This is what my dataframe looks like
I have a dataframe of several columns and several rows per Participant_ID. I want to sum data for all lines of Participant_ID, to obtain one value per Participant_ID. The problem is that some columns are empty (all NAs), and for these columns I want to keep NA as a result. But when I sum with na.rm = T, it transforms the sum of NAs to 0.
I am using :
df = df %>%
group_by(Participant_ID) %>%
summarise(across(where(is.numeric), ~ sum(.x, na.rm = T)))
How can I exclude columns (after group_by) with only NAs ? Or filter columns (after group_by) that contain at least one numeric value ?

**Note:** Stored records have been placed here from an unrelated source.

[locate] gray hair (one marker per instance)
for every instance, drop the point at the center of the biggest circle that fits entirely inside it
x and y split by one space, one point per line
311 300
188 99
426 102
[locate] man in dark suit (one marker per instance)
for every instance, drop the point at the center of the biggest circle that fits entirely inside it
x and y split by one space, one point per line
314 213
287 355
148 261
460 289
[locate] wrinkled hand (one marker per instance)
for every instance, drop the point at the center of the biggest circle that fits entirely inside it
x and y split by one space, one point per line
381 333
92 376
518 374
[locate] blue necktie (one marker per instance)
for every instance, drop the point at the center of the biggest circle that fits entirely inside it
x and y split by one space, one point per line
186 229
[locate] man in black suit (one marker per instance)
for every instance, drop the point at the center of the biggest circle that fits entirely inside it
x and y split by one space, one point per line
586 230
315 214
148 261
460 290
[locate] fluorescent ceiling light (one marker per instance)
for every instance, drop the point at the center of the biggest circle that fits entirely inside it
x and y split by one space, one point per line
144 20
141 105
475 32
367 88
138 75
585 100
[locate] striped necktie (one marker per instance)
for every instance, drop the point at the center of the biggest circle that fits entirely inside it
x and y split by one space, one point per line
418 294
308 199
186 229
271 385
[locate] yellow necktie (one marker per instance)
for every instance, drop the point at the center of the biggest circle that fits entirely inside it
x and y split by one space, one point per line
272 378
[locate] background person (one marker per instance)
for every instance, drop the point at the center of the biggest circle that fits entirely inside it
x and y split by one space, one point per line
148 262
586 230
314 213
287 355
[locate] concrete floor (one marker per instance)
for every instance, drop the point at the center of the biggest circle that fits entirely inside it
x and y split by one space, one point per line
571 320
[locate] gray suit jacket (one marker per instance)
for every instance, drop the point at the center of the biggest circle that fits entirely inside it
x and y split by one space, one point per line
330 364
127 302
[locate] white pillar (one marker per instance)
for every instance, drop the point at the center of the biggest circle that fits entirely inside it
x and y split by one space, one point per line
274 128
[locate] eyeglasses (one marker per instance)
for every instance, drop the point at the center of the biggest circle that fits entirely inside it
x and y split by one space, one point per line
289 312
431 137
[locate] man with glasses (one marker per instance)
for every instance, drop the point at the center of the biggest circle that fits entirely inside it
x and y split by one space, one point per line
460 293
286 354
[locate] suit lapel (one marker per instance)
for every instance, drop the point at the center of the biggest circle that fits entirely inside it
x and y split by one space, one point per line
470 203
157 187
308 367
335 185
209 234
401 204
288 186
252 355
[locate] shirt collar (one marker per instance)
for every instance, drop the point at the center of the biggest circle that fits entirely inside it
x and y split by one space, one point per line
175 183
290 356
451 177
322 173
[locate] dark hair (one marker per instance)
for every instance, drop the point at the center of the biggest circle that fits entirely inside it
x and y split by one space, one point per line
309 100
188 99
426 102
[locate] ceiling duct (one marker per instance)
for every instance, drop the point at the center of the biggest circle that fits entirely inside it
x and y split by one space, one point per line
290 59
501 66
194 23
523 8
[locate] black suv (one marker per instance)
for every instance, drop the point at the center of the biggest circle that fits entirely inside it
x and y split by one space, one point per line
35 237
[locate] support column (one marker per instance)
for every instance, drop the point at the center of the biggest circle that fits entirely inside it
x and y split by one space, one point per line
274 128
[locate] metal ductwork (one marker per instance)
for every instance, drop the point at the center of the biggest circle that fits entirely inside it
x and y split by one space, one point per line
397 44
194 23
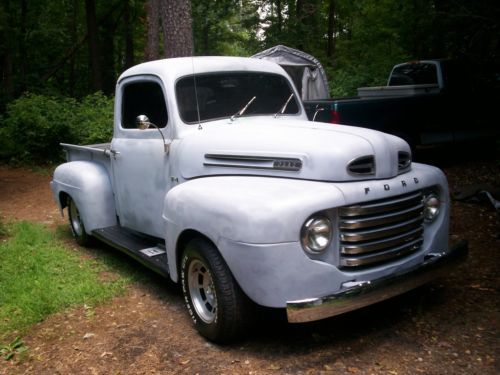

Thanks a lot for your help !!
CodePudding user response:
You just need the function inside across
to handle the NA column differently.
Suppose we have this data frame:
df <- data.frame(Participant_ID = c('A', 'A', 'A'),
a = 1:3, b = c(4, NA, 6), c = as.numeric(c(NA, NA, NA)))
Then we can do
library(dplyr)
df %>%
group_by(Participant_ID) %>%
summarise(across(where(is.numeric),
~ if(all(is.na(.x))) NA_real_ else sum(.x, na.rm = T)))
#> # A tibble: 1 x 4
#> Participant_ID a b c
#> <chr> <int> <dbl> <dbl>
#> 1 A 6 10 NA
Created on 2022-11-03 with reprex v2.0.2
CodePudding user response:
We may use fsum
from collapse
library(collapse)
fsum(df[-1], df$Participant_ID)
a b c
A 6 10 NA
data
df <- data.frame(Participant_ID = c('A', 'A', 'A'),
a = 1:3, b = c(4, NA, 6), c = as.numeric(c(NA, NA, NA)))